1 Ağustos 2011 Pazartesi

Cinayet

"Kelimelerim tükendi." demişti  G,  o olaydan sonra ilk kez konuştuğunda. Hoş sonraları pek de konuşmadı.  Konuşmayı çok severdi oysa ki. Küçücük dili ağzının içinde dönüp durur, heceleri birer birer boşluğa bırakırdı. 

Heceleri bir araya getirmek G'nin işiydi. 
G ise işinden erken yaşta emekli olmuştu.
Eve kapanmıştı. 

Son günlerdeki kavurucu sıcak iyice katlanılmaz hale gelmişti. Ayaklarını buz dolu kovalara uzatıyor öyle serinlemeye çalışıyordu. Mini buzdolabını salona taşımış, aksak dönen vantilatörü ise bitişiğine koymuştu. Öğlen vakti buzdolabının kapağını açıp vantilatörü çalıştırıyordu. Soğuk hava az da olsa içini serinletiyordu. Ne bir işi ne bir sevgilisi ne de klima alacak parası vardı. Çalışmak istese iş çoktu ama evden çıkmak, yaşama tutunmaya çalışmak o kadar büyük bir çileydi ki.

Kelimeleri yoktu artık ama soğuk birası ve ardından yuvarladığı tekila shotları vardı. Seçiciydi G. Her marka tekilayı içmiyordu. Olmeca gold ise bir numaralı tercihiydi. Bira konusunda ise o kadar seçici değildi, ağzını ıslatacak birşeyler olsun yeterdi.

Evinde giden gelen eksik olmuyordu G'nin. Bazen gelenlerin çoğunun ismini bile bilmiyor, kendi evinde köşeye çekilip misafir gibi oturuyordu. Son günlerde kalabalığın arasında istikrarlı şekilde gidip gelenler arasında Fulya, Melis ve Doğu vardı. Evin değişmez müdavimi olmuştu bu üçlü. Aynı rutini takip eden dört insan. Akşamdan kalma şekilde güne uyanıyorlardı. Tek çabaları akşama tekar sarhoş olabilmek için ayılabilmekti. Çoğu zaman bunu dahi başaramıyorlardı. Kanlarında evvelsi günden kalan alkol damlaları uçup gitmeden yenisi ile takviye ediyorlardı. Gündüzlerin geceleri takip etmediği bir yaşamları vardı. Onlar ayılana kadar gündüz elini ayağını çekmiş oluyordu. Gözleri karanlığa da alışmıştı. Bazen oda da tek bir köşe lambasının yanması bile kafi oluyordu.

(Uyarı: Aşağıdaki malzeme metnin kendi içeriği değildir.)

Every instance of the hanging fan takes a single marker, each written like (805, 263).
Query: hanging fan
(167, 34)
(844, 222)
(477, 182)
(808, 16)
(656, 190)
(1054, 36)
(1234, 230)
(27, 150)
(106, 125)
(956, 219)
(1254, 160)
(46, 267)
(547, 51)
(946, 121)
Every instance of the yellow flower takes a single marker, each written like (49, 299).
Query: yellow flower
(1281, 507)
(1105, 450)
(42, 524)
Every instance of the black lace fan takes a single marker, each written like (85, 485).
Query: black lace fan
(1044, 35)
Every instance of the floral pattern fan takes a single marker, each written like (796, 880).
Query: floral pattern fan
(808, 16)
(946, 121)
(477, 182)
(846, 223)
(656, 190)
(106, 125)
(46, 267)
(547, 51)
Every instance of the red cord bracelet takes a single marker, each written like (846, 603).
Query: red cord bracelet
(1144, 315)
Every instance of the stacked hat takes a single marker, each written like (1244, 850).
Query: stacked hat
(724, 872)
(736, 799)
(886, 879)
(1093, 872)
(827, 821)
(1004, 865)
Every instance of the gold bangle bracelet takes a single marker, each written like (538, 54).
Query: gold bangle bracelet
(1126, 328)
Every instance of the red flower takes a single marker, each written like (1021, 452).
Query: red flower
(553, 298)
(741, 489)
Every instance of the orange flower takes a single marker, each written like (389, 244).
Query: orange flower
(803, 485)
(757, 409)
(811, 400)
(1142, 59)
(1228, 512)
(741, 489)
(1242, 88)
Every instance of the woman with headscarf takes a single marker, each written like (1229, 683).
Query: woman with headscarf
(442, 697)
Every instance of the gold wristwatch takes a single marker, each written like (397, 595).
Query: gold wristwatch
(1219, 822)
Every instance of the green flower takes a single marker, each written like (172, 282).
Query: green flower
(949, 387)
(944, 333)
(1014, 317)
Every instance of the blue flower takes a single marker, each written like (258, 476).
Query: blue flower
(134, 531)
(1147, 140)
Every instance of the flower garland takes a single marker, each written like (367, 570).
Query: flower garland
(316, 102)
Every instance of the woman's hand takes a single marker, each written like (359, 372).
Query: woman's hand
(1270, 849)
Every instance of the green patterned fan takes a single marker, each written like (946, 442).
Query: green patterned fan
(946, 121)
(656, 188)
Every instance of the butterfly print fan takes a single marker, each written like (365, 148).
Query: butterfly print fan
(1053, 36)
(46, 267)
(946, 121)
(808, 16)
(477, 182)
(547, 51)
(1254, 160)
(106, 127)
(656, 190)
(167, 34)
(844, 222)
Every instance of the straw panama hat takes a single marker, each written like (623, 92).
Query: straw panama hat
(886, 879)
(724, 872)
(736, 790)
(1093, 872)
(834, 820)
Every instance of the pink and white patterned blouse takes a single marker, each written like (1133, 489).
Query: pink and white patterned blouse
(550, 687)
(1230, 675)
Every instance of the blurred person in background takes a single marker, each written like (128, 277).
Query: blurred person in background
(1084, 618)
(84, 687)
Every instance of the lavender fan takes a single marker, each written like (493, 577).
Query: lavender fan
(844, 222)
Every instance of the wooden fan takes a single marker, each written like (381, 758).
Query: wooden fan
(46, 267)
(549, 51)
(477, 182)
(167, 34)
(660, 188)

 Fulya, Melis ve Doğu arasında üçlü bir ilişki vardı. Çoğu zaman hepsi sarhoş olduğundan Doğu^nun bir gece önceden kiminle yattığı belli olmuyordu. Herkes halinden memnundu. İçkinin ve seksin kendilerini ehlileştirmeye yettiği bir komün kurmuşlardı. G ise bu seks oyunlarının dışında kalıyordu hep. İzleyici olmak daha güvenliydi.  Onlara her baktığında midesi bulanıyordu. Kendinden iğreniyordu. Onların her birinden iğreniyordu. İnsanlar onun için en büyük mide ağrısıydı ve G'nin mide ağrıları hiç bitmemişti.

G'nin çocukken de midesi bulanırdı hep. Annesi suçu dondurmaya ve şekerlemelere atar, yemesini yasaklardı. 

G küçüklüğünden beri ne dondurma ne şekerleme yiyebildi. 
Ama midesi bulanmaya devam etti. 

Evindeki kuru kalabalıktan sıkılınca balkonuna çıkardı G. Önüne serili ışıl ışıl bir şehir manzarası karşılardı G'yi. Gecenin gizli buluşma yeri şehrin kalbiydi. Şehir ışıkları göz kırpardı G'ye usulca.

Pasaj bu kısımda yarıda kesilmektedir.